I would have been more precise to have written that a five justice majority decided the Bay Mills case in a way that, to some extent, works in favor of the Bay Mills Indian Community. That result sounds good on the surface. In fact, in a recent interview, Odawa law professor Matthew Fletcher said that the Bay Mills decision ought to be considered perhaps Indian Country’s biggest win in some twenty-five years.
Fletcher’s statement is ironic, though, given the extent to which the majority decision in Bay Mills works to the detriment of Indian nations. In fact, the majority opinion explicitly affirms the “subjection” of “Indian tribes” to the “plenary power” or “plenary control” of the United States.

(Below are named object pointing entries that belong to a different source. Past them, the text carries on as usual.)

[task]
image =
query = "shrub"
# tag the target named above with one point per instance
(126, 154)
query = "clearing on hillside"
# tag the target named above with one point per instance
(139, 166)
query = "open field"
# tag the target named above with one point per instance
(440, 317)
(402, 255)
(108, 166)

My previous column decried the fact that the dissenting justices in Bay Mills tacitly acknowledged the conceptual system of domination that has been, and continues to be, used by the United States against our nations and peoples. The evidence I cited is the following sentence from the Thomas dissent: “Despite the Indian Tribes’ subjection to the authority and protection of the United States Government, this court has deemed them ‘domestic dependent nations’ that retain limited attributes of their historic sovereignty.” (emphasis added)
Since the majority decision in Bay Mills is being characterized by some as a big win for Indian country, one might assume that the majority opinion did not use the same racist, conceptual system of domination as the dissent does. Yet, as a matter of fact, the majority and the dissent both used the word “subjection” to characterize the relationship of the United States with Indian nations.

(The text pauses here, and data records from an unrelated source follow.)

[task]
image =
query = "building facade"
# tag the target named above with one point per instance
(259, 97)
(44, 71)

As the majority statement in section II of its ruling: “‘Indian tribes are ‘domestic dependent nations’” that exercise ‘inherent sovereign authority.’” However, the majority then said: “As dependents, the tribes are subject to plenary control by Congress.” Then, in their concluding paragraph, the majority repeats this thinking: “As ‘domestic dependent nations,’ Indian tribes exercise sovereignty subject to the will of the Federal Government.” (emphasis added).

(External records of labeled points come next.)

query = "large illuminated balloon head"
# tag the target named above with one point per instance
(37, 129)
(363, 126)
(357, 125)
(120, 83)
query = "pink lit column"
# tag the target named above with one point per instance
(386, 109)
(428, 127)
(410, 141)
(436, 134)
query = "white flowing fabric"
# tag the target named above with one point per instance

The issue before the Court in the Bay Mills case was whether the state of Michigan could sue the Bay Mills Indian Community in operating an off-reservation casino, or whether Bay Mills possessed “sovereign immunity” from Michigan’s lawsuit. The majority wrote that Indian “tribes” do have “inherent sovereignty,” and further says that “sovereignty implies immunity from lawsuits.” However, the majority continues by explaining its intended meaning of the phrase “subject to the will of Congress”: “Subjection means (among much else) that Congress can abrogate that [tribal sovereign] immunity as and to the extent it wishes.” (emphasis added)
In other words, the majority characterized our originally free and independent nations as “domestic dependent nations” that are deemed “subject to the will of the Federal Government.” How coincidental, then, that both the majority Kagan opinion and the Thomas dissent use the word “subjection,” and thereby acknowledge the conceptual system of domination being used against our originally free and independent nations and peoples. Domination is the correlative of subjection, and vice versa.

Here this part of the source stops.